Xavier Hovasse, head of emerging equities at Carmignac, is sceptical that the above narrative reflects the reality of markets.
He says qualitative research conducted by himself and his team shows that emerging markets actually perform best when US rates are rising.
Hovasse says this is because US interest rates generally only rise when the global economy is performing well, and demand for commodities and consumer goods is strong.
He says: “We had clients say to us they won’t invest in emerging markets when rates are going up, but we showed them the data – the key is to understand why rates are rising.”
Hovasse's view is that if rates are rising primarily to combat inflation, then the likelihood is that commodity prices will be high, and that will have driven positive performance for latin American equities.
He says if rates are rising to combat higher consumer spending in the US, then this would typically mean that emerging economies in Asia, which export consumer goods to the US, tend to benefit.
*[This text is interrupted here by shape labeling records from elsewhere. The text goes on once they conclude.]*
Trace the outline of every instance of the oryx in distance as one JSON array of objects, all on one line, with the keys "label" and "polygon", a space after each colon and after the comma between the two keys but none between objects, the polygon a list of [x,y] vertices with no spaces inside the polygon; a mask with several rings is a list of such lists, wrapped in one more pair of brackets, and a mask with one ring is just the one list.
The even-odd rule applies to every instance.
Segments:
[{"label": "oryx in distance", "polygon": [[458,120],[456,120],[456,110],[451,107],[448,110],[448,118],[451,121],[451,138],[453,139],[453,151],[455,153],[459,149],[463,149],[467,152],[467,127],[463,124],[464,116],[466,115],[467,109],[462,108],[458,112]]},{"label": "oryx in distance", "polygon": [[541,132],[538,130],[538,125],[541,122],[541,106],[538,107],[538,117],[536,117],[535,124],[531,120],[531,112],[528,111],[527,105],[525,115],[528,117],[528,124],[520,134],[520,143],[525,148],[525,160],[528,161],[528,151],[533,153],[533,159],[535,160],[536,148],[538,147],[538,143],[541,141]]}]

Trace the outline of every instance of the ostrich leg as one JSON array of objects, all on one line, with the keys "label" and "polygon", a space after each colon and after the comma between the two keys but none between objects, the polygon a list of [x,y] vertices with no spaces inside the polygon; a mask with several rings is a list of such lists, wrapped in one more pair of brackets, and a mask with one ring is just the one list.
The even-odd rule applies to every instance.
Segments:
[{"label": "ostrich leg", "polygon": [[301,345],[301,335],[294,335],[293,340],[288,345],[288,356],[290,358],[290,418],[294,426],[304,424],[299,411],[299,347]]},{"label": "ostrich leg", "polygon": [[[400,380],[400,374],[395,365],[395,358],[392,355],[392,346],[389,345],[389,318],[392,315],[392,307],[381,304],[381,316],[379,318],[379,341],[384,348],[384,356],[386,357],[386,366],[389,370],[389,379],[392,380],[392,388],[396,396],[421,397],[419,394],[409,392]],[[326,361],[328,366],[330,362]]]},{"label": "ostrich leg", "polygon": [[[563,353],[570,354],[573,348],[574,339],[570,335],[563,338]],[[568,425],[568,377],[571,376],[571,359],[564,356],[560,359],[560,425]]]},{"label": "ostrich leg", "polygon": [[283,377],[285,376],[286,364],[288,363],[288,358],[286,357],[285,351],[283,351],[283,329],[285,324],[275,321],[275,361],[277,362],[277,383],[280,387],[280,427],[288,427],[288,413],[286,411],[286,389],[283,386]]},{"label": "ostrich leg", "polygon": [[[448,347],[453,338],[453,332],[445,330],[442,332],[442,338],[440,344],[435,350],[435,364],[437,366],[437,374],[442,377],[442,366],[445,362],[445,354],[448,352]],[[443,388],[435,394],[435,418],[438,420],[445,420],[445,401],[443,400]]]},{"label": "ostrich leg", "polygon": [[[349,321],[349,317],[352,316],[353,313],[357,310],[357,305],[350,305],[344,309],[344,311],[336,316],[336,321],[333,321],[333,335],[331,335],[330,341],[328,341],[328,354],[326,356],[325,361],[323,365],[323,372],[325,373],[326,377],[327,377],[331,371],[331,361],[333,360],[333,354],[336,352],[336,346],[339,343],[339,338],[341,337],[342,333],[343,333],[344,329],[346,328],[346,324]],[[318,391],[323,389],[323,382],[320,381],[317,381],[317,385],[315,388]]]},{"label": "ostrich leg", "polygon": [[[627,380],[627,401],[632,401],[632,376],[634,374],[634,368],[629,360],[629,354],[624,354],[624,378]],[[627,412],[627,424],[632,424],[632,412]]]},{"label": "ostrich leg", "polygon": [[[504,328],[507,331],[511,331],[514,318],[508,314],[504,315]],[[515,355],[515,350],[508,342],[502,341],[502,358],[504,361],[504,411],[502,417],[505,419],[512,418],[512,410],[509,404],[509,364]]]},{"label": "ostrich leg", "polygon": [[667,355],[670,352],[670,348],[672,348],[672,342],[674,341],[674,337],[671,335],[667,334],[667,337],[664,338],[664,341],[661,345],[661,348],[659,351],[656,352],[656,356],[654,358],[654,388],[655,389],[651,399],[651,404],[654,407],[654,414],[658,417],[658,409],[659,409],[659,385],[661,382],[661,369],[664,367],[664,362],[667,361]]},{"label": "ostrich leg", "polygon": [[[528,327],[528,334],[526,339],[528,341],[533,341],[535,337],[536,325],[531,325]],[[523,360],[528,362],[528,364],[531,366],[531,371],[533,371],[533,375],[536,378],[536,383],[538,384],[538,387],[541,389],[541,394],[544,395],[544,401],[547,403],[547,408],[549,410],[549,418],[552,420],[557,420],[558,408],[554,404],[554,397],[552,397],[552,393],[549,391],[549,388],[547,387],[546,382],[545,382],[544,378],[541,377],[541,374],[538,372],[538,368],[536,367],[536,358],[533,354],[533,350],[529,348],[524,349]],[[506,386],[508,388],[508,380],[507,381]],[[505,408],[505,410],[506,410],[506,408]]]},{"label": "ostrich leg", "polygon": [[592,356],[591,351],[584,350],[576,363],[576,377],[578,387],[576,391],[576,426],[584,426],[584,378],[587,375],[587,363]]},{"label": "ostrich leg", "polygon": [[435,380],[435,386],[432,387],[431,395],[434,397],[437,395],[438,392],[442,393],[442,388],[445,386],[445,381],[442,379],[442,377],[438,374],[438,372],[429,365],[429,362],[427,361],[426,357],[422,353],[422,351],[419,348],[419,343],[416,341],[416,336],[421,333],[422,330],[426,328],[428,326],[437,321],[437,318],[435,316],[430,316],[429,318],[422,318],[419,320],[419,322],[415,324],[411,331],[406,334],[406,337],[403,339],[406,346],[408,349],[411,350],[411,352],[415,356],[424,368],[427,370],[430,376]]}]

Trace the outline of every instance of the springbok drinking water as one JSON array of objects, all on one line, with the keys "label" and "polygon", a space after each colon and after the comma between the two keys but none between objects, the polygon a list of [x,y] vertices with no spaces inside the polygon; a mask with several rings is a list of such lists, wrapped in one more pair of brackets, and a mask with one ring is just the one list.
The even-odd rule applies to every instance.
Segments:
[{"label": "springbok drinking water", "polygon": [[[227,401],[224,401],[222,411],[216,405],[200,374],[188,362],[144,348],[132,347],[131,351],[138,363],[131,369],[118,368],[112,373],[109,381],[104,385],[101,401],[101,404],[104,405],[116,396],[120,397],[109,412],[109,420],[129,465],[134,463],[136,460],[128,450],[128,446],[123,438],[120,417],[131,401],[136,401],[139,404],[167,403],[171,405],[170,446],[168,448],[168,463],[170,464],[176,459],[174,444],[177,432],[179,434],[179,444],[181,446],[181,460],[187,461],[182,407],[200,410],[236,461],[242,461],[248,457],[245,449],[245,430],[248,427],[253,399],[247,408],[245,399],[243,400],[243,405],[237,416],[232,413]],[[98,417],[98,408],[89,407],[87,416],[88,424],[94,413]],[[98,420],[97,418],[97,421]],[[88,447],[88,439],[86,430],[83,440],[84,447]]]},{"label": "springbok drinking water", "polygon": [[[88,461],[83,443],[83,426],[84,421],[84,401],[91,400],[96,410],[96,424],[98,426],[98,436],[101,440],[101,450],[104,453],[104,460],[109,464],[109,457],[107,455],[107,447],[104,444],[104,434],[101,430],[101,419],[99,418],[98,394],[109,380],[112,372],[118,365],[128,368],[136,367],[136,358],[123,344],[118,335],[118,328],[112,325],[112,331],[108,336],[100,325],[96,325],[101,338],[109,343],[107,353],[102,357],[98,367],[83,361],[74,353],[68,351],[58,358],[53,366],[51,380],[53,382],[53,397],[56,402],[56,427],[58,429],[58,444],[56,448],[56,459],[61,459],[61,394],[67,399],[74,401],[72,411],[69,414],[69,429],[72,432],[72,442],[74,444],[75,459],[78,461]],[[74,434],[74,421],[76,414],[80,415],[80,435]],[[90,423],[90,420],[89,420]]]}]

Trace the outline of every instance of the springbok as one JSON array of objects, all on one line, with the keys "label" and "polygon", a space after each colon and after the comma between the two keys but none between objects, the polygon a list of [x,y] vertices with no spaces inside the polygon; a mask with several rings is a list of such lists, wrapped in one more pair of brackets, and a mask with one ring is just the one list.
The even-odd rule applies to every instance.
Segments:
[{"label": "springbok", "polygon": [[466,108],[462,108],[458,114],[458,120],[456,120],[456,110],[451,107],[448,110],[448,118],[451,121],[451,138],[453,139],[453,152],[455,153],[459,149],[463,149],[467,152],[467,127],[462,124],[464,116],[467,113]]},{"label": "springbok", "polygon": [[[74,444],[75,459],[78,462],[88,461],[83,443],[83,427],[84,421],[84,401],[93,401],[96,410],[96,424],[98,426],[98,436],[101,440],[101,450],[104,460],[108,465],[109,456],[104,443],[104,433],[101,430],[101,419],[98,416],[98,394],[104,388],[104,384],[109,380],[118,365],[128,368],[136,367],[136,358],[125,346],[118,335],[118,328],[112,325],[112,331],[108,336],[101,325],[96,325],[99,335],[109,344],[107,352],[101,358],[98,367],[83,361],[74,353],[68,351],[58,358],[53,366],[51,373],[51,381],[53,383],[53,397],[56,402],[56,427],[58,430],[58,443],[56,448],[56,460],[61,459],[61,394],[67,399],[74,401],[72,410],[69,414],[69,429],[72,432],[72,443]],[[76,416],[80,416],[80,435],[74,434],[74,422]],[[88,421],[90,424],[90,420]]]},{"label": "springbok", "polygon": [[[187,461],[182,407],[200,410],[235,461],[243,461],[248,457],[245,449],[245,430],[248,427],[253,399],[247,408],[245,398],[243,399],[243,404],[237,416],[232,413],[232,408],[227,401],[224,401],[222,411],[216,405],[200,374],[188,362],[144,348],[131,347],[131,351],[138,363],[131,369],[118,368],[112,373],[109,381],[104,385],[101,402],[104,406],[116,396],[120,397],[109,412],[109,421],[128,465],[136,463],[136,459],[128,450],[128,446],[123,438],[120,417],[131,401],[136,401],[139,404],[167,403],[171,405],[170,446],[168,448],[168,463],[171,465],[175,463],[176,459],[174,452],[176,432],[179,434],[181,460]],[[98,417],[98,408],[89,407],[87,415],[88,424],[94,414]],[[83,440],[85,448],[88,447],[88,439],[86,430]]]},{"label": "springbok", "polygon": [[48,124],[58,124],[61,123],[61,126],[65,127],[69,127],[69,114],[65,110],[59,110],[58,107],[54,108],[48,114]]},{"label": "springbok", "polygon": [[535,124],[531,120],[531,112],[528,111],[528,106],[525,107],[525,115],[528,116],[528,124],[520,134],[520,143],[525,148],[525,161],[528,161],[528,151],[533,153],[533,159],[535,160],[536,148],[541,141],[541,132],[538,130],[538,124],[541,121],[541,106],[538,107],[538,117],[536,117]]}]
Raza Agha, head of emerging markets credit strategy at Legal and General Investment Management, says the impact of dollar strength has been mitigated in recent times by improved economic management in many emerging economies; many of those economies are now able to borrow in their own currencies, and have become better at managing deficits.
Eisinger says policymakers in emerging markets handled the rise in US rates well, as they were able to put their own rates up, offering a measure of protection against the stronger dollar.
This protection occurs because, just as the dollar rises when US rates rise, so the respective emerging market currency rises, and as countries and companies generate the revenue they use to repay the debt.
The narrower the gap between the value of the respective currencies, the more the impact of higher US rates is mitigated.
Historically emerging countries may not have wanted to put rates up when the US did, if they were running significant budget deficits that would need to be financed in future.
The other disadvantage arising from putting rates up in order to keep pace with the higher rates in the US is that it can weaken demand in domestic economies, but many emerging economies are strong enough to sustain higher rates.
Eisinger says policymakers in emerging economies have been waiting for the Fed to cut rates so they can follow suit.